System Architecture
CodeGraphContext (CGC) is designed as a modular system that bridges the gap between static code analysis and dynamic AI assistance. This page details the core components and data flow within the CGC ecosystem.
High-Level Overview
CGC consists of three primary layers: the Ingestion Layer, the Persistence Layer, and the Interface Layer.
graph LR
subgraph Ingestion
A[Parsers] --> B[Graph Builder]
end
subgraph Persistence
B --> C[(Graph Database)]
end
subgraph Interface
C --> D[CLI]
C --> E[MCP Server]
end
1. Ingestion Layer
This layer is responsible for translating raw source code into semantic graph entities.
-
Parsers: Uses Tree-sitter for high-fidelity AST extraction and SCIP for precise symbol resolution across files.
-
Graph Builder: Orchestrates the parsing process, resolves imports, and establishes relationships (edges) between nodes.
-
Background Jobs: Long-running indexing tasks are managed via an internal job queue to ensure the UI remains responsive.
2. Persistence Layer
CGC supports multiple database backends to store the code graph. * Embedded Databases (KùzuDB/FalkorDB Lite): Provide zero-latency access for local development without external dependencies. * Networked Databases (Neo4j/Remote FalkorDB): Allow for shared indexes across teams and advanced visualization.
3. Interface Layer
CGC exposes its capabilities through two main interfaces: * CLI: A comprehensive command-line tool for developers to manage indexes, run queries, and visualize relationships. * MCP Server: An implementation of the Model Context Protocol, enabling AI agents to interact with the code graph via structured tool calls.
Data Flow: Indexing
When you run cgc index, the following sequence occurs:
- File Discovery: The system scans the target directory, respecting
.gitignoreand.cgcignorerules. - Parsing: Individual files are parsed in parallel using multi-threading.
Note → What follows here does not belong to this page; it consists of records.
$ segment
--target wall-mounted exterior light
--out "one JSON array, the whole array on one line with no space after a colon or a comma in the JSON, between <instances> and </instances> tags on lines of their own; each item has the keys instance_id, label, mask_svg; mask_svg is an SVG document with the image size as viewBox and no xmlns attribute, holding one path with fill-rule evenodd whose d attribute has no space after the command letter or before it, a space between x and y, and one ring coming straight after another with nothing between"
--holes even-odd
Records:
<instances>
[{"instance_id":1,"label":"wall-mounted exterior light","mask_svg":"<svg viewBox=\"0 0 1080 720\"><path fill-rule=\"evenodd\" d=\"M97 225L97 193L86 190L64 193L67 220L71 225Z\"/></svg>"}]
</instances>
- Entity Resolution: The builder identifies cross-file references (e.g., a function call in File A to a definition in File B).
- Transaction Commit: The resulting nodes and edges are committed to the active database backend in optimized batches.
Data Flow: MCP Querying
When an AI agent (e.g., Claude) requests code context:
- Tool Call: The agent issues a tool call (e.g.,
analyze_code_relationships). - Query Translation: The MCP server translates the tool call into an optimized Cypher or backend-specific query.
- Graph Traversal: The database engine traverses relationships to find the requested information.
- Response Formatting: The server cleans and formats the results (often including source code snippets) for the AI to consume.